Description
Is your feature request related to a problem or challenge?
I want people's first impression of DataFusion to be "that is very fast" without having to tune parameters
DataFusion has many configuration options that control various performance optimization.
There is a tradeoff between some of these options between faster query execution (for more than linear resource consumption) and pure efficiency.
We have benchmarks such as a tpch runner that typically run with a single core. These are great as performance unit tests in well controlled environments (and avoid task overhead, and other non determinism introduced with multi-core execution), however they don't mimic what users typically run with.
Up to now we have taken a conservative approach and only enabled optimizations by default if they make everything faster. I would like to change our philosophy and optimize for "out of the box" performance
You can see examples of other systems tuning knobs up for performance:
Here is a recent example from https://hussainsultan.com/posts/unbundled-datafusion/
runtime = RuntimeConfig().with_disk_manager_os().with_fair_spill_pool(100000000)
config = (
SessionConfig()
.with_create_default_catalog_and_schema(True)
.with_target_partitions(8)
.with_information_schema(True)
.with_repartition_joins(True)
.with_repartition_aggregations(True)
.with_repartition_windows(True)
.with_parquet_pruning(True)
.set("datafusion.execution.parquet.pushdown_filters", "true")
)
ctx = SessionContext(config, runtime)
ctx.register_parquet("orders", "../../../fanniemae-benchmark/sf10/raw/orders.parquet")

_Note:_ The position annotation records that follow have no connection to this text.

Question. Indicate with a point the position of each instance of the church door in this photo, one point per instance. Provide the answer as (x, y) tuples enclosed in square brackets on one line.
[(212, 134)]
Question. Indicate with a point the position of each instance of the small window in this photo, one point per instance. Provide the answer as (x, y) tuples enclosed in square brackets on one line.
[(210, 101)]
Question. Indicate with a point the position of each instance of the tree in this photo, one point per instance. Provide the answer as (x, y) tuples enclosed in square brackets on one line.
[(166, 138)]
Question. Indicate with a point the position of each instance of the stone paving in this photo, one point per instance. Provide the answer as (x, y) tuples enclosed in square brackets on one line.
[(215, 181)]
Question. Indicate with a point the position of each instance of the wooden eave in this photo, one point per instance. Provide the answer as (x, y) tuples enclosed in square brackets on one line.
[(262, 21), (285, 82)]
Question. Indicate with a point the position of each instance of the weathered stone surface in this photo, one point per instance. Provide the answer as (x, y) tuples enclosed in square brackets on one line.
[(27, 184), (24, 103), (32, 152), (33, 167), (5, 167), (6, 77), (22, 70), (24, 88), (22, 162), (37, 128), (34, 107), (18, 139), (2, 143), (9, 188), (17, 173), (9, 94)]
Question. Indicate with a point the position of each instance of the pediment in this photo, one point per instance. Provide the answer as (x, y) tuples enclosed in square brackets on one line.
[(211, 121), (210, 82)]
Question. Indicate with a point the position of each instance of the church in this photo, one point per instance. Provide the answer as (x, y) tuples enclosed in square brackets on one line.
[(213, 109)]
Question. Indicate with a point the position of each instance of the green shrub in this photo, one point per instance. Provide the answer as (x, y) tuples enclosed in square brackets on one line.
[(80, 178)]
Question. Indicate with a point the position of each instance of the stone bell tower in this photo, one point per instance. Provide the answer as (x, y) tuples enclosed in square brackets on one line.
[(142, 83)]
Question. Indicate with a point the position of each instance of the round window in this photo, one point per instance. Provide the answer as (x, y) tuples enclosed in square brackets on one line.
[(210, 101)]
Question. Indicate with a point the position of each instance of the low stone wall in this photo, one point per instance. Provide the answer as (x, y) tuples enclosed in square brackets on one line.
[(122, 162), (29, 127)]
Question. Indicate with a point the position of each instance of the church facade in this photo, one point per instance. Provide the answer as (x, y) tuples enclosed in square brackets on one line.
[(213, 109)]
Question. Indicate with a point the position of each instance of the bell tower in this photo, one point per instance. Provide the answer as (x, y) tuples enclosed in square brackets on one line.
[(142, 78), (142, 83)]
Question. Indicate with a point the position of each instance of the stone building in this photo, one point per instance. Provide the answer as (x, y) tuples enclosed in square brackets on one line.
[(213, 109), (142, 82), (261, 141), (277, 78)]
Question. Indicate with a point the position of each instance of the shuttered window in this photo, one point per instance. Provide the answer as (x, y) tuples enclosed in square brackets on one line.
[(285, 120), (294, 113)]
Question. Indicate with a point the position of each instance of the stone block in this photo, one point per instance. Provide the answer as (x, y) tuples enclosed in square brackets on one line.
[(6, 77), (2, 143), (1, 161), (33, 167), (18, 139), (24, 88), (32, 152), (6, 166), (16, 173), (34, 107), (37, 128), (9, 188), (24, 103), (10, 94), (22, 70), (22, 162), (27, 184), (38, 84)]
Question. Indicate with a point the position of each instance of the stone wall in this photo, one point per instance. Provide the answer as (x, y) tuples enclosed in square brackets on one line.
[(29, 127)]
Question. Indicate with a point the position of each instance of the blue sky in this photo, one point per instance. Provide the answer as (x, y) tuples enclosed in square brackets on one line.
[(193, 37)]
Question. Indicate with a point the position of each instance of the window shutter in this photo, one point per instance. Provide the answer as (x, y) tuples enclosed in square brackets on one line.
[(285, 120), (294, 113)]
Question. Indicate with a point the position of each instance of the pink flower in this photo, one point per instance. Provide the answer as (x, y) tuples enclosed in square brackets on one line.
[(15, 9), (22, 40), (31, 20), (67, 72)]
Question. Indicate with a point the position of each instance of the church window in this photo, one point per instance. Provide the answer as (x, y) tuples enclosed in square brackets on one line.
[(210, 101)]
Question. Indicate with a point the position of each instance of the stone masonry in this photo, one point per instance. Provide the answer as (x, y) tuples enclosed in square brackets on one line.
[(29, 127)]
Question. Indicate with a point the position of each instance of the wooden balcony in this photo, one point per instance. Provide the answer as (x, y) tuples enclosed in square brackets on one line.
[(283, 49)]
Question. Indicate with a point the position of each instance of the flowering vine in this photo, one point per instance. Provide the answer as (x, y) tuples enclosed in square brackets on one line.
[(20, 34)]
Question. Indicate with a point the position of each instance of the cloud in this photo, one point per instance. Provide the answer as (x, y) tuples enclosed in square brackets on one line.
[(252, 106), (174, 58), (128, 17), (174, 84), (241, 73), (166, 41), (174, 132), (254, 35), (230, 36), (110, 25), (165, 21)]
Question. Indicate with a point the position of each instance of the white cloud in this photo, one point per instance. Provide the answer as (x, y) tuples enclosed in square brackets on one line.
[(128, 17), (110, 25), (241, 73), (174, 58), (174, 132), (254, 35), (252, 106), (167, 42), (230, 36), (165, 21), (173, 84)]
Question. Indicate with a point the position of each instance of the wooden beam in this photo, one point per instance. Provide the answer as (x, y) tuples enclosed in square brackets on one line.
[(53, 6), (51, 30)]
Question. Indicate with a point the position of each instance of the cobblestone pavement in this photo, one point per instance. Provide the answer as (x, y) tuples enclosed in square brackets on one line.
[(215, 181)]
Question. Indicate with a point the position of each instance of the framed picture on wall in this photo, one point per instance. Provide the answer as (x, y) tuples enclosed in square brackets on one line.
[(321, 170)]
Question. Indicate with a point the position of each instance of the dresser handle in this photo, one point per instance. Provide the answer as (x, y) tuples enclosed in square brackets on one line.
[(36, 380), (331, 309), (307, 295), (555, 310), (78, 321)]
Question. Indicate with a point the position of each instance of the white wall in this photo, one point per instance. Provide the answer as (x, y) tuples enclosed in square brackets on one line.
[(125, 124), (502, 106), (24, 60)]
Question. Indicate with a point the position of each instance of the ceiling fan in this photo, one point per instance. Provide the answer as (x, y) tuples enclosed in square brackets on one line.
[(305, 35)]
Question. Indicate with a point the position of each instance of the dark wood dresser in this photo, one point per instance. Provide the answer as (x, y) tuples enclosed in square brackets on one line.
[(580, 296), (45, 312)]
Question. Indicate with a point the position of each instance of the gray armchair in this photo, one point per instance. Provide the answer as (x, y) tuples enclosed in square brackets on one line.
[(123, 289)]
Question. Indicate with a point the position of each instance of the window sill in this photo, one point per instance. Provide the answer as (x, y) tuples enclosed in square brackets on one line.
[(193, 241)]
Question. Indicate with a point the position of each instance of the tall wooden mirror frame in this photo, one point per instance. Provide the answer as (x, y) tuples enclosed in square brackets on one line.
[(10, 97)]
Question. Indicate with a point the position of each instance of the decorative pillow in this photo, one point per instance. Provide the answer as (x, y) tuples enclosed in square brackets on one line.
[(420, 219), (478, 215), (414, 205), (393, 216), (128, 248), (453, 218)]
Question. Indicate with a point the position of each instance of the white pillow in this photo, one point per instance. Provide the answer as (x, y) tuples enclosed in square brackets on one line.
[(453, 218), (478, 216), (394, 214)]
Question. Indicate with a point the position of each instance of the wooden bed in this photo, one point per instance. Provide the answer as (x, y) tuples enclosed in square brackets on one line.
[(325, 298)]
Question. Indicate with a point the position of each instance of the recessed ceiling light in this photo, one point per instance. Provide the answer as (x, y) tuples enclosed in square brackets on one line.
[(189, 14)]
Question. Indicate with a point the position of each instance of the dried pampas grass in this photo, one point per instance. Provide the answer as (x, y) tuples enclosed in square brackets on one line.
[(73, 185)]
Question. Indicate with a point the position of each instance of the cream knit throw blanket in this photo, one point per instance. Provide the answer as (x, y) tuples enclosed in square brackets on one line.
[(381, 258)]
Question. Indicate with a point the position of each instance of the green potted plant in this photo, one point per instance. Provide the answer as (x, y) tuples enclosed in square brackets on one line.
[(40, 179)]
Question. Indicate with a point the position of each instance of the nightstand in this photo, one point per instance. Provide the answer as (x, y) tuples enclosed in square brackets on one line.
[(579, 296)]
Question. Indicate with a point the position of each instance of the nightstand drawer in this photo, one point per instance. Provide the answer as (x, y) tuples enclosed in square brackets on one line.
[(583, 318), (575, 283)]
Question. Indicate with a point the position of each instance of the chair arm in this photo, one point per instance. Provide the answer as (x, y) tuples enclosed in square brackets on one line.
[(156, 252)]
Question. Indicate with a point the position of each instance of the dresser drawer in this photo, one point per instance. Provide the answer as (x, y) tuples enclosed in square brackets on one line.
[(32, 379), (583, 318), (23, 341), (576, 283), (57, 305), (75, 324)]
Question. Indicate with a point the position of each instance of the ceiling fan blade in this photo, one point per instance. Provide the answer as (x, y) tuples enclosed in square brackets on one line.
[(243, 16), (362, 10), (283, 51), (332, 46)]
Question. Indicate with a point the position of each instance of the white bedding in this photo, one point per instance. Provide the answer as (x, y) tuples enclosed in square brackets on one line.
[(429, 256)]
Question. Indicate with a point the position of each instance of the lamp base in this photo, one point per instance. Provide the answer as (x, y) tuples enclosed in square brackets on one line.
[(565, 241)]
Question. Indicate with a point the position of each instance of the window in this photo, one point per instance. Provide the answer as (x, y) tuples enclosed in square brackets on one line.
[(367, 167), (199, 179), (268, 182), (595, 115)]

Describe the solution you'd like
I would like to change the ConfigOption
defaults to optimize performance in the common case rather than avoid
performance regressions in all cases
Specifically that means:
- Repartition always when possible (to increase parallelism by default)
- Push down all parquet filters (e.g. Enable parquet page level skipping (page index pruning) by default #4085 and Enable parquet filter pushdown by default #3463)
Describe alternatives you've considered
We can leave the defaults alone and make users change the defaults
Additional context
No response